A second car pulled up close to the hearse. As soon as it stopped, a tall, lanky woman emerged into the bitter wind with just enough hesitation to show her age. The iron gray of her hair beneath a black lace mantilla marked her as Winifred Simmons y Castillo, sister-in-law to the dead Senator, and a woman who in more than seven decades hadn't found a man-or anything else-she couldn't live without.

"Hell on wheels," John said almost admiringly.

"Is that what you call someone who looks for land mines by stomping and kicking everything in sight?"

John shook his head and shut up. He didn't know why Dan was upset by Winifred's quest for her family's past. When he'd asked what the problem was, Dan had shut down, all hard edges and silence. John hadn't asked again. When his son had worked for the federal government, he hadn't talked about his job. After he'd quit a few years ago to work for St. Kilda Consulting, he still didn't talk about his job.

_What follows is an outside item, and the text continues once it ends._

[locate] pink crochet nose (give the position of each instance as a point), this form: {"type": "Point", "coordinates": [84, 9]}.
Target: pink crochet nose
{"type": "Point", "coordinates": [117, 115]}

Another figure got out of the car with the lithe energy of youth. Whatever the woman wore was concealed beneath an overcoat that went to her ankles. The loosely tied wool scarf around her head lifted in the wind. She snatched it with gloved hands and knotted it more securely. But for just a moment, rich auburn hair burned in the winter light with the vivid colors of life.

"That her? "John asked.

"The fool who's going to go stomping around in the Quintrell minefield? Yeah, that's her, one Carolina May, Carly to her friends."

"You check her out?"

"What do you think?"

"You did. And?"

"Sweet Carly hasn't a clue."

John grunted. "Too bad."

"Shit happens."

The gate clanged open and the ravens flew into the pale cottonwood branches to wait.